NP 58-201, section 3.8
3.8 The board should adopt a written code
of business conduct and ethics applicable
to directors, officers and employees of
the corporation designed to promote
integrity and deter wrongdoing. The
code should address:
(a) conflicts of interest, including
transactions and agreements where a
director or officer has a material interest.
(b) protection and proper use of corporate
assets and opportunities;
(c) confidentiality of corporate information;
(d) fair dealing with the corporation’s
security holders, customers, suppliers,
competitors and employees;
(e) compliance with laws, rules and
regulations; and
(f) reporting of illegal or unethical behaviour.
3.8 SIGA has a written Code of Conduct Policy applicable
to all Directors. The purpose of this document is to establish
guidelines for conduct required of all directors of the
Saskatchewan Indian Gaming Authority.
The guidelines are not intended to be exhaustive. If
issues outside the explicit guidelines arise, they should be
addressed in accordance with the general principles in this
document or through the exercise of sound business and
ethical judgment. Directors may seek guidance from the
Saskatchewan Indian Gaming Authority legal counsel. These
guidelines are supplementary to any statutory or common
law duties and obligations and to any other standards of
conduct applicable to directors. The corporation has a code
of Conduct Policy, a Directors Conflict of Interest Policy and
a Disclosure of Wrongdoing Policy and has implemented an
employee hotline that is independently operated.
The Code addresses conflict of interest and confidentiality. In
addition, each Director must complete a Conflict of Interest
Declaration form and a Relationship Declaration form. The
Declaration forms shall be completed on an annual basis,
or more often in the event a potential conflict of interest
situation arises.

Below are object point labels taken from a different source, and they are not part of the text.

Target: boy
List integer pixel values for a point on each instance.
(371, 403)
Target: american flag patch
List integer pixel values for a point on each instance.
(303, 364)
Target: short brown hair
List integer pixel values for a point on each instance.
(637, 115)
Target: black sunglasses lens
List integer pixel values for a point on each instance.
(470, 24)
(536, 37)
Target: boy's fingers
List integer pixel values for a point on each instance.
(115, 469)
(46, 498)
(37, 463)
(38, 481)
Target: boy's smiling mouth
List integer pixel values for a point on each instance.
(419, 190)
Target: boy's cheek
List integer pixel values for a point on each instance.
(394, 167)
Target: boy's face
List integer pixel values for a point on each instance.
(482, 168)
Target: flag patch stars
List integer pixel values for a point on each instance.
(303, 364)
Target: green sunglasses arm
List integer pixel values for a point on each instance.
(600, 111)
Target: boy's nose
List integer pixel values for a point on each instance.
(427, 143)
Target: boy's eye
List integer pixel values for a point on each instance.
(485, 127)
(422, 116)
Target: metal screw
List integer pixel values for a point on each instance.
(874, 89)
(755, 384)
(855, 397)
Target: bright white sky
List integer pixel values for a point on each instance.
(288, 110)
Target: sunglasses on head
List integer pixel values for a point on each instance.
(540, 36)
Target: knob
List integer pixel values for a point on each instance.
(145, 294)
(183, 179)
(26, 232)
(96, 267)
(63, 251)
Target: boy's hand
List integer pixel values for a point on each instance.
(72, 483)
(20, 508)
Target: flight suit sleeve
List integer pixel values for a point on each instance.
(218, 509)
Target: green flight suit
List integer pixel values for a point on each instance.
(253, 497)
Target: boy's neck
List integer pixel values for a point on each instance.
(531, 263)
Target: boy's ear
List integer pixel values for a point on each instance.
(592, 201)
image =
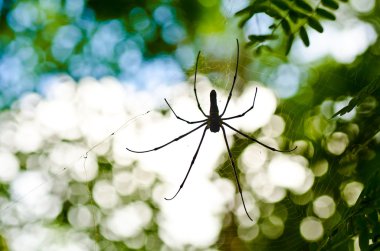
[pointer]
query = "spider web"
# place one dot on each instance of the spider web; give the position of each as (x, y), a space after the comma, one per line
(279, 224)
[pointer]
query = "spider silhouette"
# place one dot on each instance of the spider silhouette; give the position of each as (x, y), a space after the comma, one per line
(214, 121)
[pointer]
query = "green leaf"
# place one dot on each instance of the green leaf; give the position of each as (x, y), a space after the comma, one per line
(281, 4)
(263, 48)
(261, 38)
(273, 12)
(330, 4)
(293, 15)
(289, 44)
(315, 24)
(364, 239)
(304, 5)
(285, 25)
(244, 21)
(304, 36)
(325, 14)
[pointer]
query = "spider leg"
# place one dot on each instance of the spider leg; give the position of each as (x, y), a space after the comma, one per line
(255, 140)
(241, 115)
(234, 81)
(195, 81)
(176, 139)
(235, 172)
(191, 164)
(178, 117)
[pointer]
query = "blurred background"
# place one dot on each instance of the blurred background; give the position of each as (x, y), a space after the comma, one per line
(82, 80)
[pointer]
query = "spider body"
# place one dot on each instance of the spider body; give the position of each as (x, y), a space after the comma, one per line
(214, 121)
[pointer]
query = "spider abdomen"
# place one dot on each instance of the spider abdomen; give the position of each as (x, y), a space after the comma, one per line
(214, 120)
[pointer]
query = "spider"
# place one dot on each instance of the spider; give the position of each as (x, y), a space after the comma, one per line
(214, 121)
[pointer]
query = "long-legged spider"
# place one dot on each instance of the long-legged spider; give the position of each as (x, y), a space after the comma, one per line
(214, 122)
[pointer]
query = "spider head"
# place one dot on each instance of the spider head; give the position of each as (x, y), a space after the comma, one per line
(213, 97)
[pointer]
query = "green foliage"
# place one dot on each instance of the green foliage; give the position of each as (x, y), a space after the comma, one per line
(304, 36)
(360, 97)
(291, 16)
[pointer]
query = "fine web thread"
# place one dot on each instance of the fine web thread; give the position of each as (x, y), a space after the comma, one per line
(85, 156)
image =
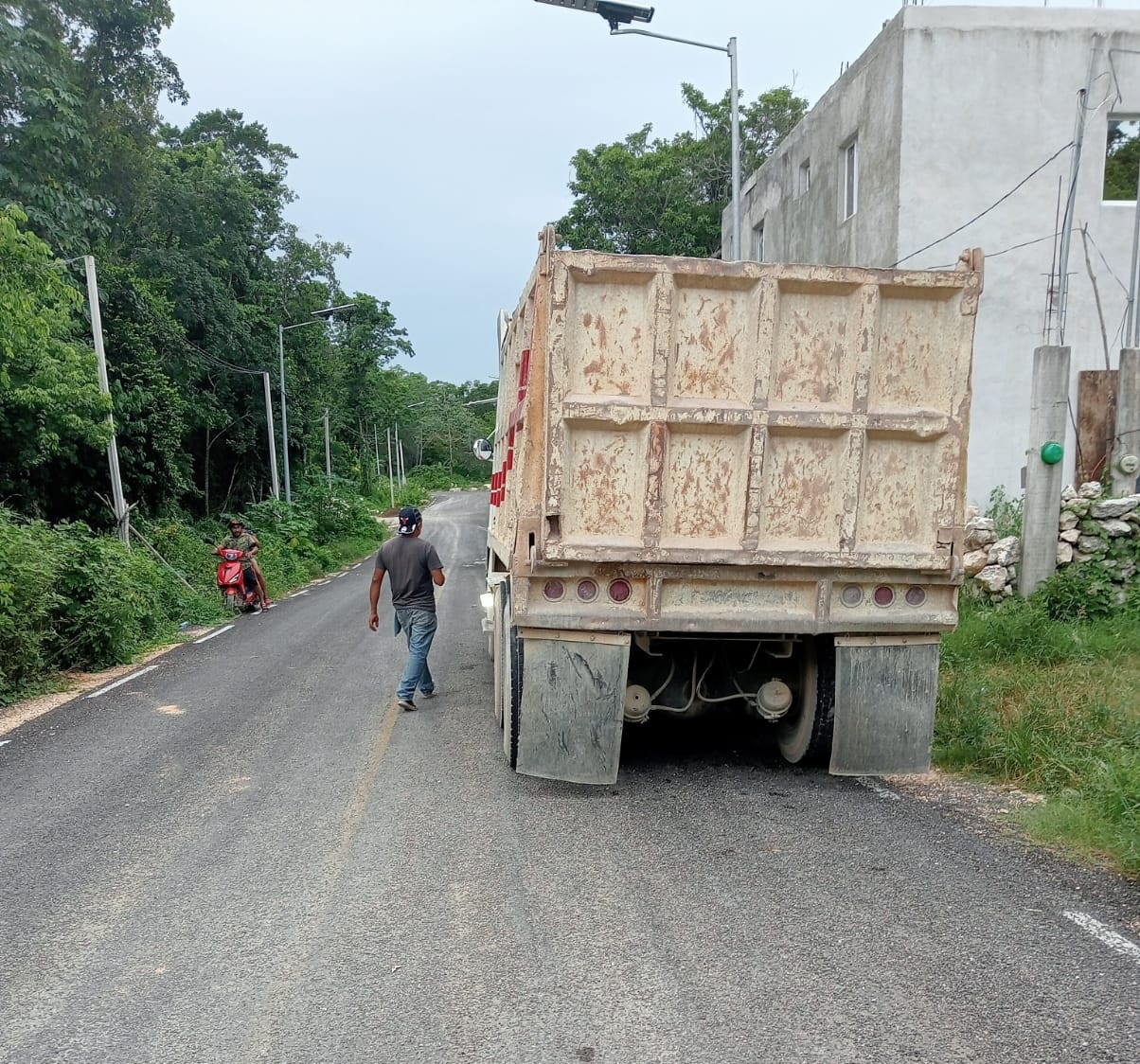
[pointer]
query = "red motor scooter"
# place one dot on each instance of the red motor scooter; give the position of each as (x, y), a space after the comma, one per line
(238, 583)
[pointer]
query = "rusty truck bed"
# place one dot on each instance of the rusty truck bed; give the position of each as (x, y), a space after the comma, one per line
(680, 410)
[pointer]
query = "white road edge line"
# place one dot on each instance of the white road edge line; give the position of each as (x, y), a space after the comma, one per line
(126, 679)
(1105, 934)
(213, 633)
(877, 789)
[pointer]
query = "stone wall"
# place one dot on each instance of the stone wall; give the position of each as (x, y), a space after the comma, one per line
(1089, 528)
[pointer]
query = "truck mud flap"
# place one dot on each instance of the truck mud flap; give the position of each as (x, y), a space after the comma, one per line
(886, 688)
(573, 704)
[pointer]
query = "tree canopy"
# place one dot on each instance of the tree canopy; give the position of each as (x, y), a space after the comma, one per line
(197, 268)
(653, 196)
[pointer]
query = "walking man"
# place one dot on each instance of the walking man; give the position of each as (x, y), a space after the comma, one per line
(415, 572)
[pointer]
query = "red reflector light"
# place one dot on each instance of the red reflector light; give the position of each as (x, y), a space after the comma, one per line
(620, 590)
(553, 590)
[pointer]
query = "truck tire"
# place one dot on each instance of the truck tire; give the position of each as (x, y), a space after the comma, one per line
(804, 736)
(512, 692)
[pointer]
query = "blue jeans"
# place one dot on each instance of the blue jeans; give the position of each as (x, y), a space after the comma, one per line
(419, 627)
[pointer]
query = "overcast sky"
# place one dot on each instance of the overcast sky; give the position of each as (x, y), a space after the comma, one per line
(435, 137)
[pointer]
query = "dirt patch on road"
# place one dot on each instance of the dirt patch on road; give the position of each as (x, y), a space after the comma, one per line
(987, 801)
(74, 683)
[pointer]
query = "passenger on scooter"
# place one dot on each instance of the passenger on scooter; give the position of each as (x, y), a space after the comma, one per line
(240, 539)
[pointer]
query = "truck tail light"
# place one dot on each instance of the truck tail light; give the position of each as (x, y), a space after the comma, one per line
(587, 590)
(553, 590)
(620, 590)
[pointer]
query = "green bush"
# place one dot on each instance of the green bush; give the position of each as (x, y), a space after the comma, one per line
(1054, 705)
(1006, 513)
(1080, 593)
(71, 598)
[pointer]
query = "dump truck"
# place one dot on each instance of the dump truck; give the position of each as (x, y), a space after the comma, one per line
(726, 487)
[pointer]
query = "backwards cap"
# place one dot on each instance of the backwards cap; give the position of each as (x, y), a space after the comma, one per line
(409, 521)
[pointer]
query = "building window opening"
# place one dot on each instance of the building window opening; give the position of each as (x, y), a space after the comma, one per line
(850, 179)
(1122, 158)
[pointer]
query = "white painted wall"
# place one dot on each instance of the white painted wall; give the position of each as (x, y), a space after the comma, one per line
(954, 107)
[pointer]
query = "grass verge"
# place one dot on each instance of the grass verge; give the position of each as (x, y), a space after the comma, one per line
(1051, 706)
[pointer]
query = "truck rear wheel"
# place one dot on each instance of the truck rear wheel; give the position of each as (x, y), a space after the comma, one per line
(804, 736)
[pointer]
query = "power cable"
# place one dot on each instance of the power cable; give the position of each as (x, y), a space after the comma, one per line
(1013, 247)
(988, 210)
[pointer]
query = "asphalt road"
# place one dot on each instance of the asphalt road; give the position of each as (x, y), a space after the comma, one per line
(246, 855)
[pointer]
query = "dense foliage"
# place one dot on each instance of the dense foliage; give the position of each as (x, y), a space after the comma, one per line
(1051, 706)
(71, 598)
(665, 197)
(197, 268)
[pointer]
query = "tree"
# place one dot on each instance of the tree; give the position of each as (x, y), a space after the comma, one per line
(50, 404)
(641, 196)
(1122, 162)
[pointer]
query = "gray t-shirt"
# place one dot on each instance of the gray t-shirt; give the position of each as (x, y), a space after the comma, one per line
(408, 561)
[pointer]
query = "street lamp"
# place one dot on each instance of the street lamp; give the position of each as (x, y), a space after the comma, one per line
(323, 315)
(615, 15)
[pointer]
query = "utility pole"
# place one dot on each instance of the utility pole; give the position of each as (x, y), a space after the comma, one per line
(391, 483)
(329, 458)
(280, 356)
(1082, 100)
(273, 437)
(400, 458)
(122, 516)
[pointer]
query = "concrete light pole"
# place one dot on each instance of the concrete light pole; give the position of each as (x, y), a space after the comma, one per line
(619, 15)
(122, 515)
(324, 317)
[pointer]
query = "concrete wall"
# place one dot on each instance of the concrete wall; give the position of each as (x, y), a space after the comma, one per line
(955, 107)
(808, 227)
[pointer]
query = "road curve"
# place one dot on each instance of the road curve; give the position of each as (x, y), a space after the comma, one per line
(246, 855)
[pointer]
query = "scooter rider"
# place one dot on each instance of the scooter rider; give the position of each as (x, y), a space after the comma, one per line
(240, 539)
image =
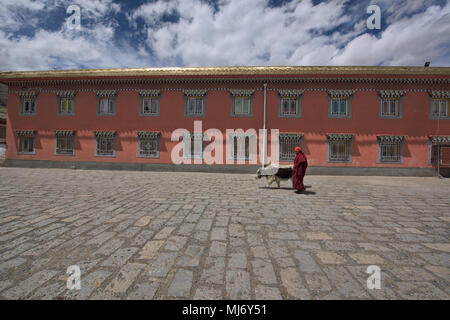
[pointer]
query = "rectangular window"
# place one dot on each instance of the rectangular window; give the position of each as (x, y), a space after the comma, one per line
(194, 106)
(106, 106)
(339, 107)
(148, 147)
(64, 145)
(287, 146)
(339, 150)
(66, 106)
(26, 144)
(150, 106)
(390, 151)
(289, 107)
(105, 146)
(242, 106)
(390, 107)
(28, 106)
(439, 108)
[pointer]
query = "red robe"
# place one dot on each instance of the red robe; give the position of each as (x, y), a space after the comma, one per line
(300, 165)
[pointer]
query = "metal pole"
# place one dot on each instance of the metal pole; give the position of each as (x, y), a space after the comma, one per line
(264, 128)
(439, 159)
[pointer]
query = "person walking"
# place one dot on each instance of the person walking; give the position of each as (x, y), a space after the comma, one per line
(300, 165)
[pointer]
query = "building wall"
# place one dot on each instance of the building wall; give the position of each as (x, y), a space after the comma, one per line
(314, 123)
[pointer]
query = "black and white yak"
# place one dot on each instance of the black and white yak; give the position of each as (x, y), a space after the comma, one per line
(275, 173)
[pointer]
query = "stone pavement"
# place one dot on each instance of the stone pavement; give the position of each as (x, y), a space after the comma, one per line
(155, 235)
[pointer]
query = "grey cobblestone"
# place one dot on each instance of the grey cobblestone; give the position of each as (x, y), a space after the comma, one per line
(218, 236)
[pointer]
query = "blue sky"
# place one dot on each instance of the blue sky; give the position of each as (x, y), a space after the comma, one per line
(115, 34)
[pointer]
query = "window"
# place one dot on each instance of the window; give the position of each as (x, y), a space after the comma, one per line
(66, 106)
(339, 107)
(439, 108)
(193, 145)
(390, 108)
(148, 144)
(150, 106)
(339, 147)
(390, 148)
(28, 106)
(105, 143)
(241, 106)
(287, 144)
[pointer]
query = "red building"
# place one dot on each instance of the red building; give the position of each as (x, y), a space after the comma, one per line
(349, 120)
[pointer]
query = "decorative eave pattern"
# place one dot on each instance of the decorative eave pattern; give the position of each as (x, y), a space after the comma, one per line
(391, 93)
(104, 133)
(391, 138)
(440, 94)
(291, 136)
(264, 79)
(64, 132)
(106, 93)
(65, 93)
(440, 139)
(195, 92)
(149, 92)
(244, 70)
(242, 92)
(148, 134)
(340, 136)
(26, 94)
(290, 92)
(340, 93)
(25, 133)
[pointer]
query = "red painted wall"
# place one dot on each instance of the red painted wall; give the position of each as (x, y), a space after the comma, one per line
(365, 123)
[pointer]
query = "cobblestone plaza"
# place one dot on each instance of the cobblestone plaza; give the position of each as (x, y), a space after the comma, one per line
(166, 235)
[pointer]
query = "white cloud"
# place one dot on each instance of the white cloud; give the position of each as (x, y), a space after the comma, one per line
(238, 33)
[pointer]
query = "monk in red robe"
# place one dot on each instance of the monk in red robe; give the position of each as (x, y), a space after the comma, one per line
(300, 165)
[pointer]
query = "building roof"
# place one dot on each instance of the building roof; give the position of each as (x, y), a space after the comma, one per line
(226, 71)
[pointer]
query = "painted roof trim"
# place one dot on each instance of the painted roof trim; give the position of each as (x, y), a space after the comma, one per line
(227, 71)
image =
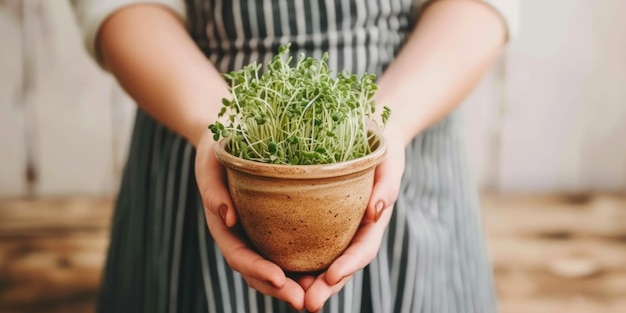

The completed forms are forwarded to
and retained on file in the Board Secretary’s office. Copies
are to be provided to the Ethics Committee. Conflict of
Interest declarations are completed at every Board and
Committee meeting.
NI 58-101F1, sections 5(a)
5 (a) Disclose whether the board has adopted
a written code of ethical business
conduct for the directors, officers and
employees of the corporation; how to
obtain copy of the code; how to the
board monitors compliance with the
code; and reference any material change
report in the most recent financial year
relating to any conduct of a director or
officer that constitutes a departure from
the code.
5 (a) A copy of the Director’s Code of Conduct Policy can
be obtained by contacting SIGA.
The Board Chair and the Ethics Advisory Committee
monitor compliance with the Code of Conduct policy.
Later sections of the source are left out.